After some digging, I tracked down this Ramen Ninja who was gracious enough to sit down with me for an interview.
How did you develop your ramen recipe?
I grew up in my family’s Chinese restaurant and to me my grandparents were the greatest chefs in the world. Actually half of my ramen broth is my grandma’s recipe. The chicken part of my “double soup” is her chicken soup.
I also developed a noodle recipe and commissioned a company in Japan to make the noodles, which are shipped to me.
What does “double soup” mean?
My master stock is a double soup meaning it’s 50% chicken stock and 50% dashi, which is a stock made with dried shitake mushrooms, katsuobushi (dried skipjack tuna flakes), and kombu (dried kelp).
Did you go to culinary school?
No, but I went right into the restaurant world since my grandparents owned one. My mom told me that instead of going home from the hospital after I was born, she took me straight to the restaurant.
I wasn’t originally going to do food - my family was really against it. They had the attitude of, ‘we worked in a restaurant so you wouldn’t have to.’ But when I went to college, I returned to restaurants out of necessity and ended up feeling so at home.
Since you come from a Chinese background, have you always gravitated toward Asian food?
When I was younger I was more interested in classical French cooking and I intentionally strayed from Asian food.
Then in 2006 I became the sous chef of DD33 Asian Bistro and while developing the menu, the smells and flavors of all the Asian ingredients spoke to me.
I had a moment that was just like a scene from the movie Ratatouille, the one where the food critic ate the ratatouille and instantly flashed back to his childhood. That really happened to me. It was then that I went back to my grandmother to learn from her.
Knowing both Asian and French techniques has served me really well because I can incorporate them both when preparing my ramen.
How did you get the title “Ramen Ninja”?
I’m not sure. Somebody made that up and it seemed to stick.
Do you like the name?
I don’t know…I guess it fits with the clandestine way we started. I started making ramen at people’s houses and I would sling noodles anywhere that would have me.
What is it like operating a pop-up restaurant?
I wanted to start on a grassroots level, forging relationships with the restaurant community. A lot of places open up with a competitive mind but I wanted to take a collaborative approach. There are so many chefs doing cool things in Richmond.
Do you think the mystique of pop-up restaurants adds to your appeal?

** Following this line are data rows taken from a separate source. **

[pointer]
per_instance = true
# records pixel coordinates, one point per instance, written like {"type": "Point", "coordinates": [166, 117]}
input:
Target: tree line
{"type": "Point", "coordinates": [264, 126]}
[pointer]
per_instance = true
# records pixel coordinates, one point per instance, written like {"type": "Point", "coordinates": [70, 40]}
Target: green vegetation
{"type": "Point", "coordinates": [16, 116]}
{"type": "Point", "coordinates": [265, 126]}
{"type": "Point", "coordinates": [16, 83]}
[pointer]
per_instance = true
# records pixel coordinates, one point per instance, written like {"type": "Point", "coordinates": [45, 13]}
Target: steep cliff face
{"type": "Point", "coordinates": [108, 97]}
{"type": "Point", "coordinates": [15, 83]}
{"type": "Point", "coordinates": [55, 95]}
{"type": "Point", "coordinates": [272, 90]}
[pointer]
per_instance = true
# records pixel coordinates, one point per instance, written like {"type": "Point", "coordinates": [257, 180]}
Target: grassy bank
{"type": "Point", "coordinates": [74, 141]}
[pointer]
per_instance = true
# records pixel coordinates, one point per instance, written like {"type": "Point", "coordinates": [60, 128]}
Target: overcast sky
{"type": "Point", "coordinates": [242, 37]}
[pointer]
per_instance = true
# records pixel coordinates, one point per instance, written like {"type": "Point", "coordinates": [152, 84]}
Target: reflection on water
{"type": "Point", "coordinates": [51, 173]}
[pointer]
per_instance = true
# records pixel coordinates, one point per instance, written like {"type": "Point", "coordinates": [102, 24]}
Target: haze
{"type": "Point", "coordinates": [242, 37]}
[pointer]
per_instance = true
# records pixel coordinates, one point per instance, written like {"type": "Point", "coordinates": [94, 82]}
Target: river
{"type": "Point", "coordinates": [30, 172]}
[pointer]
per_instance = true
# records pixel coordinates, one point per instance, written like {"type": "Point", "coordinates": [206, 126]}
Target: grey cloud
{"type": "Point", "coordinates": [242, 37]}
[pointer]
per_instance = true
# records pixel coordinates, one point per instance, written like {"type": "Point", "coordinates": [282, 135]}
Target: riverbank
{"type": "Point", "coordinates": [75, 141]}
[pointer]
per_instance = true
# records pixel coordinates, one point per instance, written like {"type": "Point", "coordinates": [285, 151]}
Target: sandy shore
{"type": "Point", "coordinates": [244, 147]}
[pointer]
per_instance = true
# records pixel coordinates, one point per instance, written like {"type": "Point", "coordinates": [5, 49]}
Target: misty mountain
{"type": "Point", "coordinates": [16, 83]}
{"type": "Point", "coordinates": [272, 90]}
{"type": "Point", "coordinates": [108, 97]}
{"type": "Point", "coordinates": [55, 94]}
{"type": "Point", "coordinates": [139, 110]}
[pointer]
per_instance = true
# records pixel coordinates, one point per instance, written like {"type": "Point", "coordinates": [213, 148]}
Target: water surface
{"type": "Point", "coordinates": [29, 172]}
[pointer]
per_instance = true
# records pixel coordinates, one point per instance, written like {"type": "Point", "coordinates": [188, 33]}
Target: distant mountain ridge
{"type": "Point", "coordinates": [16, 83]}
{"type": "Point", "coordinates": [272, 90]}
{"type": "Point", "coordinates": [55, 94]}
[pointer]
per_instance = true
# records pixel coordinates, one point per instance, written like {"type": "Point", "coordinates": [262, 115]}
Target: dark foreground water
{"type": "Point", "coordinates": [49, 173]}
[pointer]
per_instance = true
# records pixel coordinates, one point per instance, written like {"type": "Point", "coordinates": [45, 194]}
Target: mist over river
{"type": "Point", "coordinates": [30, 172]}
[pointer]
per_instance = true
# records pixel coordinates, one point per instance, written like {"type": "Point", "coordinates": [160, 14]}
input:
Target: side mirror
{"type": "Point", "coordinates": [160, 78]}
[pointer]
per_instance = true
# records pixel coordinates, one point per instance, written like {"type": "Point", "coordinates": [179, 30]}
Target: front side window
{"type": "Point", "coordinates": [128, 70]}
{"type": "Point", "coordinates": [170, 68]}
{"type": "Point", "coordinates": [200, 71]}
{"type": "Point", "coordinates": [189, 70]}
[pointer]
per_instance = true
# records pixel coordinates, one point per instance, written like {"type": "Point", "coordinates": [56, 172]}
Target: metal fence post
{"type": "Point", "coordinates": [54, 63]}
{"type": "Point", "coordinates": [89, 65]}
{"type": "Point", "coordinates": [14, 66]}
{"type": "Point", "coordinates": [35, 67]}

I think it has, but it wasn’t intentional. I started this ramen project like I’ve started many bands. I picked a name and put it on twitter and facebook and just went for it. My wife encouraged me to post some pictures of the ramen I was making at pop-up dinners.

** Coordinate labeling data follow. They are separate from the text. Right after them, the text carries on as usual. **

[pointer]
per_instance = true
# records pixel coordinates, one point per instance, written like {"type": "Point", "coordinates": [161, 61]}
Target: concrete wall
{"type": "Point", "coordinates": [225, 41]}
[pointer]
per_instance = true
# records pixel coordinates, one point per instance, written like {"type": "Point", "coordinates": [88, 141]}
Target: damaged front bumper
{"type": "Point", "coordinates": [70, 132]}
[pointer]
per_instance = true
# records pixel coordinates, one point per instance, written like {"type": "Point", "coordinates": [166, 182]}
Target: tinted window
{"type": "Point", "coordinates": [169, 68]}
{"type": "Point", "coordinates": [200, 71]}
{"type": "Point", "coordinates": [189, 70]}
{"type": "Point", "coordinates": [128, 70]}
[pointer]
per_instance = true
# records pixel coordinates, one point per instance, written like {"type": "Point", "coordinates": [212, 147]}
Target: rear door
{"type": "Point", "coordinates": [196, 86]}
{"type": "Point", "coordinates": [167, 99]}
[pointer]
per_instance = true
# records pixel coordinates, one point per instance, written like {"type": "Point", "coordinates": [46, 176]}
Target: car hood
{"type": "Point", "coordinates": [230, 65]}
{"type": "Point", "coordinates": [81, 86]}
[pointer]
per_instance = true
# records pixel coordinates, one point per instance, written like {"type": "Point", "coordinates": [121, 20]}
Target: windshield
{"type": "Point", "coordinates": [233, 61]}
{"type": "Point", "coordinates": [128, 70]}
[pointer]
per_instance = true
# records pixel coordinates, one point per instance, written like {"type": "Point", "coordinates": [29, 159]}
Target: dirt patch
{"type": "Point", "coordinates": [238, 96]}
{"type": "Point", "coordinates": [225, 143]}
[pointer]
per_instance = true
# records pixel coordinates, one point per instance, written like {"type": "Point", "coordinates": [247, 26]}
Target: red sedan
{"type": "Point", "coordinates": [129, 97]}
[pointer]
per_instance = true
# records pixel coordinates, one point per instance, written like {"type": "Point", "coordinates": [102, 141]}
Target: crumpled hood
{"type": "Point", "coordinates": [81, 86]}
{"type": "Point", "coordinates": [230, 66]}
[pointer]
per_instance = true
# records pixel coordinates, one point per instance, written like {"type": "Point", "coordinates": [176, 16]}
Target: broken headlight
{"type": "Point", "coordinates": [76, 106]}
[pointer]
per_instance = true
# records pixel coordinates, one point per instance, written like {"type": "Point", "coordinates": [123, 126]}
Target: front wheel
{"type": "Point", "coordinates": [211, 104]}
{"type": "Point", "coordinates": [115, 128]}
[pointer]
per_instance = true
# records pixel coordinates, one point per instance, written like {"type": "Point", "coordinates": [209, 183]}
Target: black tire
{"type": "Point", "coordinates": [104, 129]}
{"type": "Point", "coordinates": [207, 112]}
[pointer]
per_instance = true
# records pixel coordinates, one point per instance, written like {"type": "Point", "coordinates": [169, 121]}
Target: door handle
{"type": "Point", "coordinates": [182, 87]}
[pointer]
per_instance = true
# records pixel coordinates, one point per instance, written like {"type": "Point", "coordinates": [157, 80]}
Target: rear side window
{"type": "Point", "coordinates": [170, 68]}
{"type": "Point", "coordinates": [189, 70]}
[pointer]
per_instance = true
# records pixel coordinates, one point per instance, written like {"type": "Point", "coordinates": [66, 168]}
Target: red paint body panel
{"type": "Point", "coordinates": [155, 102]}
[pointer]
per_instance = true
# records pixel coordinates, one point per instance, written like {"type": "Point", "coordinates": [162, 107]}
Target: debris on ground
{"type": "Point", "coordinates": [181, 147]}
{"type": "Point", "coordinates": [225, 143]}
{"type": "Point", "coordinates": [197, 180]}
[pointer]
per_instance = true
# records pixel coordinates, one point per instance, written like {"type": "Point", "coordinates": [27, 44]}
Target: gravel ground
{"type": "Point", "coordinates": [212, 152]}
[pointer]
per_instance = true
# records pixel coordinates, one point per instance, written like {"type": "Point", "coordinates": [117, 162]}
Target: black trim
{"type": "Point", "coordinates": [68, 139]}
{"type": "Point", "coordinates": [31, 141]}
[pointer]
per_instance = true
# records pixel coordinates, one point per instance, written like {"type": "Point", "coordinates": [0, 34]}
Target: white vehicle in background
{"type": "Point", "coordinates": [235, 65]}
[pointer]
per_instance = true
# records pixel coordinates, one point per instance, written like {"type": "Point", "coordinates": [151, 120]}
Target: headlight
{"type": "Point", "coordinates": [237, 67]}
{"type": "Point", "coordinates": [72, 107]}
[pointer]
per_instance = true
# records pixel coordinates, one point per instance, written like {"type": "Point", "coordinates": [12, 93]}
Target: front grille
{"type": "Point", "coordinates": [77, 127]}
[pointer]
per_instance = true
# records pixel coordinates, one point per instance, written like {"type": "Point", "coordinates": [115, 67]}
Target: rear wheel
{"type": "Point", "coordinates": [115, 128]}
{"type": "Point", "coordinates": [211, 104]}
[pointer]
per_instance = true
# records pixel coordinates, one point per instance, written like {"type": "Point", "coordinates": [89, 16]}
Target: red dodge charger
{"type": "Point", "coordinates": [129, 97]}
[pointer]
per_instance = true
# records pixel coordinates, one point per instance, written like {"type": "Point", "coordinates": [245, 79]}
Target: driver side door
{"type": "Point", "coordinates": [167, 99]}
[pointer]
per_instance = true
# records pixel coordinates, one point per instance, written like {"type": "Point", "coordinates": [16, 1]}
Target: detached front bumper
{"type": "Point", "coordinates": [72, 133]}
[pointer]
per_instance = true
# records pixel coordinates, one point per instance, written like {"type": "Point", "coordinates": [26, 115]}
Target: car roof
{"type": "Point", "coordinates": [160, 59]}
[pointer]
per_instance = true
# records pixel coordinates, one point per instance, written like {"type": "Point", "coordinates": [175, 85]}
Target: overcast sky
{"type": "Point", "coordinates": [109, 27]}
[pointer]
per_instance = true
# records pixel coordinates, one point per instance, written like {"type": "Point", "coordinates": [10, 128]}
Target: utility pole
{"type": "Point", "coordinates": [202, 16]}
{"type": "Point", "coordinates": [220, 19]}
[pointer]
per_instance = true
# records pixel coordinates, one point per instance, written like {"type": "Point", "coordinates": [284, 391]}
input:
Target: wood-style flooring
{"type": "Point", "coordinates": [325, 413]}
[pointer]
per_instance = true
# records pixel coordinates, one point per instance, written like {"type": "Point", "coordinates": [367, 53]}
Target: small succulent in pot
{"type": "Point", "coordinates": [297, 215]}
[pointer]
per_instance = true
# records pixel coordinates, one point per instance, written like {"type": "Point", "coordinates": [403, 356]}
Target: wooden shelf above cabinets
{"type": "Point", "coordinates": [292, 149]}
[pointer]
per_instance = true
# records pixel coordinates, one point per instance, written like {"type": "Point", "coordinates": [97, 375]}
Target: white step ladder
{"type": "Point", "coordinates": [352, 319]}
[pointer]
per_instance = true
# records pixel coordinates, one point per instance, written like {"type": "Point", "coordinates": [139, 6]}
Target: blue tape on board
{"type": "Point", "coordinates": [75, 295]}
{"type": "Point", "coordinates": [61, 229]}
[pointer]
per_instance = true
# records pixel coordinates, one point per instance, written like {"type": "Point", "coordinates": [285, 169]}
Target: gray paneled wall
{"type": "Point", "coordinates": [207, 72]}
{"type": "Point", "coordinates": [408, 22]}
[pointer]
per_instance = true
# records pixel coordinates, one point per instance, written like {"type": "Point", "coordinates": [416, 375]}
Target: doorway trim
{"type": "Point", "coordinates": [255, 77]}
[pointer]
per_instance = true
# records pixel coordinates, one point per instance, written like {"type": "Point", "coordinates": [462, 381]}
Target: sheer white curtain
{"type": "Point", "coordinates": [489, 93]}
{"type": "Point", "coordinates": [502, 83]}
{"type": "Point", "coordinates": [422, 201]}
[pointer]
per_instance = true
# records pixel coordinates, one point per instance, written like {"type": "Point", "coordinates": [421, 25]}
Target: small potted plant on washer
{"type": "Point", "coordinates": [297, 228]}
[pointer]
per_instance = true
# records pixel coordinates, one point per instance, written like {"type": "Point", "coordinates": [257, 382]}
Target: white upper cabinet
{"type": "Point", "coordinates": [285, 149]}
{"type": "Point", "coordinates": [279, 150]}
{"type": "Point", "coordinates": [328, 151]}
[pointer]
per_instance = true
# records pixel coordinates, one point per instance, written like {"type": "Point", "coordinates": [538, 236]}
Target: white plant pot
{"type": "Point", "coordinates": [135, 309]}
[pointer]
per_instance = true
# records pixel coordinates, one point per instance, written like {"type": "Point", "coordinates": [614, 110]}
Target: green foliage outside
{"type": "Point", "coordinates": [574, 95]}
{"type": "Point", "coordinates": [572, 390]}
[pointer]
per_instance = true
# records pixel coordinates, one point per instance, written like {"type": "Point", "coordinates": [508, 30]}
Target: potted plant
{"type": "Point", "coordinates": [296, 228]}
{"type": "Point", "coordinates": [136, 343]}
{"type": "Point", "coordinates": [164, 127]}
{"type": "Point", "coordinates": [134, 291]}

All it took was a few retweets from food writers like Karri Peifer and Robey Martin and overnight it seemed like everyone was interested Shoryuken Ramen.
Where did the name Shoryuken Ramen come from?
I played a lot Street Fighter as a kid. It’s a move in the game that means ‘Rising Dragon Fist.’ I actually just wanted to be able the answer the phone and say shooooryuuuuken. Me and my gamer friends thought it was perfect.
Have you encountered Richmonders that don’t understand what Japanese ramen is and don’t take it seriously?
Yes. I try to explain how serious ramen is by comparing it to the love of barbecue in the States. The barbecue craze in America has nothing on the ramen craze in Japan. The Japanese are obsessed with the stuff and will eat it for breakfast, lunch, and dinner.
What plans do you have for future pop-up events?
I’m interested in approaching a couple of my favorite barbecue places around town about doing a barbecue ramen for the summer.